Reality is never what people think it
is. Everyone knows all solid things are empty space, but no one
really thinks that. Reality
is like that: there are empty spaces, and into them come things.
Others. Creatures not native to our reality. Some are alien, some
hostile, some lost, and if magicians have a purpose it is to bind and
banish what is needed to bind and banish. The dangers grown from the
world are something else altogether.
Their
names, judging by the screams over picket fences, are Ethel and
Thelma, and their dispute over a missing garden rake lite more than
new clothing over old skin. The past is seldom what people think it
is either. It's rarely neat, not all tidy and often not very past. An
old wound festers between them, a story told by one seen as a lie by
the other that time and distance has twisted into a tangle I can't
begin to unravel.
If
anyone asked, they would unite in derision at claims that this
dispute is part of any other they have had and they would believe it
wholly and truly as only beliefs that one knows are wrong can be
believed. The past bubbles up between them, all unspoken truth and
bitter regret. I can smooth it down: I have magic enough for that,
even if it would not last. Nothing lasts, perhaps especially not
magic.

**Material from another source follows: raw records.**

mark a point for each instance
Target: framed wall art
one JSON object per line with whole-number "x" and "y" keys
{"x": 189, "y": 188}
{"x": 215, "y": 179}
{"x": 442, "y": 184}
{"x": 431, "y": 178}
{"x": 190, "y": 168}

I could even tell them to forget and give them no choice about
it, but they would lose part of themselves, because this bickering to
each other had come to define them as much as other things do.
I could
fix it with time and effort: insinuate myself into their lives,
seeing deep into secrets even their hearts have forgot, but there's
never time enough. I weave enough magic to touch their children, and
their children after that, strengthening their own desires and needs
to let them see without seeing and know without knowing, so that the
hatred will go no further, so that the past will die with Thelma and
Ethel. It isn't much, but better than nothing.